Going in blindly, a film titled ‘Wild’ and starring Reese Witherspoon wasn’t going to rival her past films like Legally Blonde and Sweet Home Alabama content-wise (I couldn’t imagine a film called ‘Wild’ being a rom-com). Here, Witherspoon plays Cheryl, a woman on a journey of self-discovery; that journey just happens to be 1,100-miles long.

‘Wild’, the film adaption of Cheryl Strayed’s 2012 memoir ‘Wild: From Lost to Found on the Pacific Crest Trail’ stands as an adventure for both Cheryl and the audience, however it’s easy to get lost in the meandering story. Greeted with flashbacks throughout the film, these are set off by trigger words, songs, sometimes even the weather. The flashbacks don’t allow enough time to really feel anything for Cheryl and it’s in fact her mother Bobbi, (Laura Dern) who digs deeper into Cheryl’s character, exposing her to the audience. Even still, the film does become hard to follow. Cheryl’s story remains interesting enough to engage the audience – or maybe it’s the sudden intercuts of heroin use and Witherspoon’s nude scenes?
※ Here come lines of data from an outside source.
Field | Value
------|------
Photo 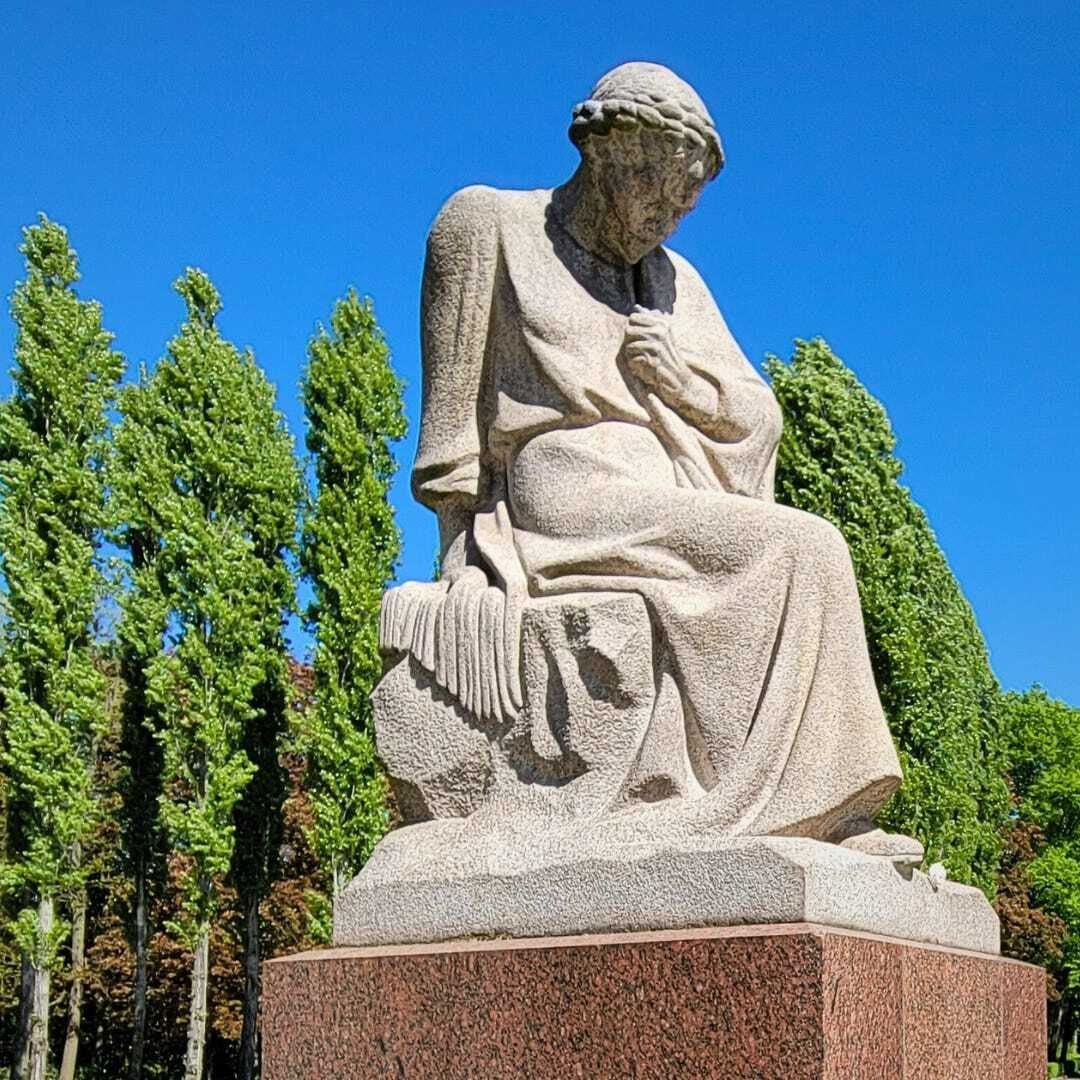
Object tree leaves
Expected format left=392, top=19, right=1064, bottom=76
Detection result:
left=300, top=291, right=405, bottom=895
left=766, top=339, right=1008, bottom=894
left=112, top=269, right=300, bottom=942
left=0, top=215, right=123, bottom=964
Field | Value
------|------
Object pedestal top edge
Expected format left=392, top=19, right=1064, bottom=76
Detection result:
left=266, top=922, right=1041, bottom=970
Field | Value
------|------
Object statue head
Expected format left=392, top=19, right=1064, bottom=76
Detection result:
left=569, top=63, right=724, bottom=264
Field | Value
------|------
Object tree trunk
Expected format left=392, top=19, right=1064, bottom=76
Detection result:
left=11, top=954, right=33, bottom=1080
left=129, top=853, right=148, bottom=1080
left=27, top=896, right=53, bottom=1080
left=240, top=894, right=260, bottom=1080
left=57, top=876, right=86, bottom=1080
left=184, top=927, right=210, bottom=1080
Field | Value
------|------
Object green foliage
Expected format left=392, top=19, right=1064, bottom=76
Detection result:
left=0, top=215, right=123, bottom=967
left=1002, top=687, right=1080, bottom=997
left=301, top=292, right=405, bottom=894
left=112, top=269, right=299, bottom=944
left=766, top=339, right=1008, bottom=892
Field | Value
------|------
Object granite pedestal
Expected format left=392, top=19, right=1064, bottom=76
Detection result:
left=262, top=923, right=1045, bottom=1080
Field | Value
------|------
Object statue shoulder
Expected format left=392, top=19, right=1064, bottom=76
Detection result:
left=428, top=184, right=512, bottom=246
left=663, top=245, right=713, bottom=297
left=428, top=184, right=551, bottom=249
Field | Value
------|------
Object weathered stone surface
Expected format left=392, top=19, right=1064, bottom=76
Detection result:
left=334, top=815, right=999, bottom=953
left=262, top=924, right=1045, bottom=1080
left=335, top=64, right=997, bottom=949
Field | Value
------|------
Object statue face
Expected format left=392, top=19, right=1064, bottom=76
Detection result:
left=583, top=126, right=707, bottom=264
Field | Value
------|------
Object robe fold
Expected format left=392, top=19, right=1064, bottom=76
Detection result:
left=381, top=187, right=900, bottom=839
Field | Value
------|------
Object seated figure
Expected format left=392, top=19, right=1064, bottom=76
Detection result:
left=337, top=64, right=1002, bottom=942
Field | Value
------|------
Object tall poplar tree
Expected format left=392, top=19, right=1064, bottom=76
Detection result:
left=114, top=269, right=300, bottom=1080
left=766, top=339, right=1009, bottom=892
left=301, top=289, right=405, bottom=900
left=0, top=215, right=123, bottom=1080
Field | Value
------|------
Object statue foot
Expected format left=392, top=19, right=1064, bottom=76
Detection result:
left=840, top=828, right=926, bottom=867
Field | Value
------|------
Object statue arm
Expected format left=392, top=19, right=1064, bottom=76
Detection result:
left=413, top=187, right=498, bottom=581
left=672, top=253, right=782, bottom=454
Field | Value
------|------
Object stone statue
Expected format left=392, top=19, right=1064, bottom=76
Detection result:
left=336, top=63, right=997, bottom=950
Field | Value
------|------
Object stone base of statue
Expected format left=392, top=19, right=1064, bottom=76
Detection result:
left=334, top=813, right=999, bottom=954
left=262, top=923, right=1047, bottom=1080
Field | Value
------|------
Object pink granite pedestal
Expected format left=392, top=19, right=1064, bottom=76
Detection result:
left=262, top=923, right=1047, bottom=1080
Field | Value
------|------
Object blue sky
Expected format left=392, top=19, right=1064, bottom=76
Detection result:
left=0, top=0, right=1080, bottom=703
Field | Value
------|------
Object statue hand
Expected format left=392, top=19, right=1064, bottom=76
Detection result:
left=623, top=307, right=719, bottom=417
left=623, top=307, right=693, bottom=396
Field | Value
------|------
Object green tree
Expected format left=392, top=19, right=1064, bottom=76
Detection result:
left=301, top=291, right=405, bottom=899
left=766, top=339, right=1008, bottom=893
left=114, top=269, right=300, bottom=1080
left=0, top=215, right=123, bottom=1080
left=1002, top=686, right=1080, bottom=1066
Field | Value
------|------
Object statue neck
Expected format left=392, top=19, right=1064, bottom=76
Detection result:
left=552, top=162, right=637, bottom=274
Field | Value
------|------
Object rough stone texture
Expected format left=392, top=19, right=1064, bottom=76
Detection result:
left=262, top=924, right=1045, bottom=1080
left=334, top=829, right=999, bottom=954
left=335, top=64, right=997, bottom=949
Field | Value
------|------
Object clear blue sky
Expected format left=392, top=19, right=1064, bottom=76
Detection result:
left=0, top=0, right=1080, bottom=703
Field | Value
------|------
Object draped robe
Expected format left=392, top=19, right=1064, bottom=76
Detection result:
left=381, top=187, right=900, bottom=839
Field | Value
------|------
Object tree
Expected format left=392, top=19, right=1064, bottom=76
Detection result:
left=301, top=291, right=405, bottom=899
left=1002, top=686, right=1080, bottom=1066
left=766, top=339, right=1009, bottom=894
left=114, top=269, right=299, bottom=1080
left=0, top=215, right=123, bottom=1080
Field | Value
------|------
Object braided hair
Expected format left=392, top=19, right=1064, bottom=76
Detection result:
left=569, top=63, right=724, bottom=179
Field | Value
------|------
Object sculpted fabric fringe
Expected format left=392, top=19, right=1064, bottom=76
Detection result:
left=379, top=581, right=522, bottom=724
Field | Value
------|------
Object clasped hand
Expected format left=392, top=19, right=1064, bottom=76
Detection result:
left=623, top=306, right=700, bottom=405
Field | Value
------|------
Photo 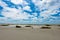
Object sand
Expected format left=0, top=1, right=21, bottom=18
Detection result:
left=0, top=27, right=60, bottom=40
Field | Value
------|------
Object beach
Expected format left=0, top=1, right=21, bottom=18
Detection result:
left=0, top=26, right=60, bottom=40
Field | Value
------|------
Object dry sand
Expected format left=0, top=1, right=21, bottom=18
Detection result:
left=0, top=27, right=60, bottom=40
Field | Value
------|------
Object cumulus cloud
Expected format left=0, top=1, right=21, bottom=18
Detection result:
left=0, top=0, right=60, bottom=23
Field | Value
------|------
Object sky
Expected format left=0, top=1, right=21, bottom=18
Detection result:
left=0, top=0, right=60, bottom=24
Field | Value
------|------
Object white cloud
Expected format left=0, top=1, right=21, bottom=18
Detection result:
left=11, top=0, right=23, bottom=4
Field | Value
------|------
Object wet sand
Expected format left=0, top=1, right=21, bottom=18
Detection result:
left=0, top=27, right=60, bottom=40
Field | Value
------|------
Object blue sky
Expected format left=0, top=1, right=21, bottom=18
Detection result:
left=0, top=0, right=60, bottom=24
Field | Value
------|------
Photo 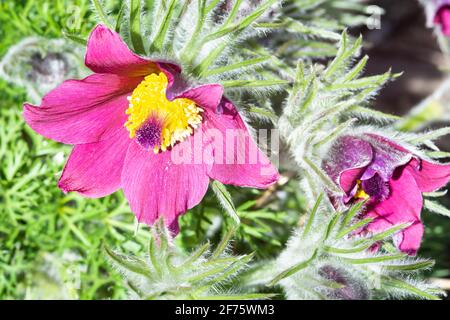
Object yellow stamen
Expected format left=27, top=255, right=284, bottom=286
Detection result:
left=125, top=72, right=203, bottom=153
left=354, top=180, right=370, bottom=200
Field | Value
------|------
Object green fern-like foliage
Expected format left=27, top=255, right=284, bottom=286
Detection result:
left=253, top=196, right=444, bottom=300
left=105, top=221, right=273, bottom=300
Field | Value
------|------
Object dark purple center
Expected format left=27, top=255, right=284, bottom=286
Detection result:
left=362, top=174, right=390, bottom=201
left=136, top=122, right=162, bottom=150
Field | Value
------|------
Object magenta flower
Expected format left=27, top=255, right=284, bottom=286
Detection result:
left=425, top=0, right=450, bottom=37
left=24, top=25, right=278, bottom=232
left=323, top=134, right=450, bottom=255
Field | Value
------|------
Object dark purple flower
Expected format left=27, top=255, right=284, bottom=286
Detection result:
left=323, top=134, right=450, bottom=255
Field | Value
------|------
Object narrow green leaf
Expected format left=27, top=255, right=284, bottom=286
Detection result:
left=103, top=245, right=152, bottom=278
left=178, top=242, right=210, bottom=270
left=201, top=293, right=279, bottom=300
left=314, top=119, right=356, bottom=148
left=351, top=106, right=401, bottom=121
left=342, top=55, right=369, bottom=82
left=302, top=193, right=324, bottom=238
left=342, top=253, right=407, bottom=264
left=336, top=218, right=374, bottom=239
left=130, top=0, right=145, bottom=54
left=202, top=56, right=271, bottom=77
left=382, top=276, right=440, bottom=300
left=150, top=0, right=177, bottom=52
left=62, top=31, right=87, bottom=46
left=148, top=237, right=162, bottom=276
left=424, top=200, right=450, bottom=218
left=303, top=157, right=342, bottom=193
left=383, top=260, right=434, bottom=271
left=267, top=250, right=318, bottom=287
left=204, top=0, right=278, bottom=43
left=409, top=127, right=450, bottom=144
left=222, top=79, right=290, bottom=88
left=211, top=180, right=240, bottom=225
left=114, top=1, right=126, bottom=33
left=210, top=227, right=236, bottom=260
left=248, top=106, right=278, bottom=123
left=92, top=0, right=112, bottom=29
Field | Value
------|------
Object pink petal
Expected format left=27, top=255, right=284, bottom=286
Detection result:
left=202, top=99, right=279, bottom=188
left=176, top=84, right=223, bottom=112
left=434, top=3, right=450, bottom=37
left=58, top=129, right=131, bottom=198
left=85, top=24, right=159, bottom=77
left=406, top=159, right=450, bottom=192
left=24, top=74, right=142, bottom=144
left=368, top=170, right=423, bottom=255
left=122, top=139, right=209, bottom=232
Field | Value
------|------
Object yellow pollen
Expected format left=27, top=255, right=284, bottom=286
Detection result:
left=125, top=72, right=203, bottom=153
left=354, top=180, right=370, bottom=200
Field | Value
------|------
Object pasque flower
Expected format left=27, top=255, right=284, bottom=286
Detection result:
left=323, top=133, right=450, bottom=255
left=424, top=0, right=450, bottom=37
left=24, top=25, right=278, bottom=232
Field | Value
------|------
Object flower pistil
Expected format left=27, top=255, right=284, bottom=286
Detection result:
left=125, top=72, right=203, bottom=153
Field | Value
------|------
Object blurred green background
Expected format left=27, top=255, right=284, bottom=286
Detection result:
left=0, top=0, right=450, bottom=299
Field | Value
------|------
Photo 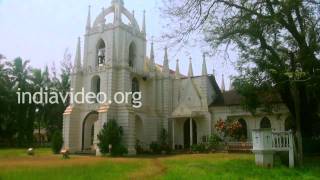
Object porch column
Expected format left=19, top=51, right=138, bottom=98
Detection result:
left=190, top=117, right=193, bottom=148
left=172, top=119, right=175, bottom=150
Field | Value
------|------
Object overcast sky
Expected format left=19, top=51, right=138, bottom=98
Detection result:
left=0, top=0, right=236, bottom=87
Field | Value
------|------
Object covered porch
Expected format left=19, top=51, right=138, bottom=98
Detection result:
left=170, top=111, right=211, bottom=150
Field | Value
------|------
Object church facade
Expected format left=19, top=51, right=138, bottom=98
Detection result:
left=63, top=0, right=289, bottom=154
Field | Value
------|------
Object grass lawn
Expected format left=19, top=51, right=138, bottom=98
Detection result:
left=0, top=149, right=320, bottom=180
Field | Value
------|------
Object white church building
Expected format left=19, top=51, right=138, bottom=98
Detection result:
left=63, top=0, right=289, bottom=154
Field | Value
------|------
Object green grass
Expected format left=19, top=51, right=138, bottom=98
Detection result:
left=163, top=154, right=320, bottom=180
left=0, top=148, right=52, bottom=159
left=0, top=149, right=320, bottom=180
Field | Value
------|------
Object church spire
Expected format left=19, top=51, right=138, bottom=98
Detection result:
left=150, top=39, right=155, bottom=70
left=163, top=46, right=169, bottom=74
left=112, top=0, right=124, bottom=24
left=141, top=10, right=147, bottom=34
left=74, top=37, right=81, bottom=70
left=188, top=57, right=193, bottom=77
left=176, top=59, right=180, bottom=79
left=202, top=53, right=208, bottom=76
left=86, top=5, right=91, bottom=33
left=111, top=0, right=124, bottom=6
left=221, top=74, right=226, bottom=92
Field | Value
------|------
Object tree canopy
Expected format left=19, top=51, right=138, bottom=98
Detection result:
left=163, top=0, right=320, bottom=166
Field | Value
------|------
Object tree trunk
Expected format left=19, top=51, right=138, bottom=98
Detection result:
left=291, top=82, right=303, bottom=167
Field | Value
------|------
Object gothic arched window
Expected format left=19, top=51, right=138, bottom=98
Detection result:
left=132, top=78, right=140, bottom=92
left=96, top=39, right=106, bottom=66
left=91, top=76, right=101, bottom=102
left=238, top=118, right=248, bottom=140
left=129, top=42, right=137, bottom=67
left=260, top=117, right=271, bottom=129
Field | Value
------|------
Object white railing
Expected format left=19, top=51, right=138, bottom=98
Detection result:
left=272, top=131, right=293, bottom=151
left=272, top=131, right=294, bottom=167
left=252, top=129, right=294, bottom=167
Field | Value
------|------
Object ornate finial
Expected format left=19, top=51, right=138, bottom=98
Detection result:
left=86, top=5, right=91, bottom=32
left=74, top=37, right=81, bottom=70
left=202, top=53, right=208, bottom=76
left=176, top=59, right=180, bottom=79
left=188, top=57, right=193, bottom=77
left=221, top=74, right=226, bottom=92
left=163, top=46, right=170, bottom=74
left=141, top=10, right=146, bottom=34
left=111, top=0, right=124, bottom=6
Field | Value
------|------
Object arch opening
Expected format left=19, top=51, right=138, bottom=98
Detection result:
left=81, top=111, right=98, bottom=151
left=183, top=118, right=197, bottom=149
left=135, top=116, right=144, bottom=142
left=238, top=118, right=248, bottom=140
left=284, top=115, right=295, bottom=131
left=96, top=39, right=106, bottom=66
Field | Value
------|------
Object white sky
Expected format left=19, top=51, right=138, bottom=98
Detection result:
left=0, top=0, right=236, bottom=87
Trying to piece together a two-hour film after viewing isn’t the most exciting use of time, and that’s coming from someone who has watched Cloud Atlas. However Dern and Witherspoon manage to bounce off each other personality wise, creating an interesting dynamic as well as a strange mother-daughter relationship.

Director Jean-Marc Vallée (Dallas Buyers Club) succeeds in showing the beautiful yet lonely wilderness, making it easy to root for Cheryl as she goes on her journey. Witherspoon does a great job of expressing to the danger and the excitement of hiking alone as well as the struggles that accompany any journey: physical or metaphorical. The film’s message doesn’t come across as preachy, and it’s Cheryl’s reflective speech that really ties the whole film together: what if every decision she’d ever made brought her to this point in life? It’s an interesting thought that really put the film’s two hours into perspective.

Not a walk in the park by any means, ‘Wild’ is a reflective journey that looks at all choices in life and the impact that they have. An interesting watch to say the least; the film loses some of its spark mid-way through but picks up again towards the end begging the question of whether it is the journey we plan to take that is most important or the journey that eventually unfolds.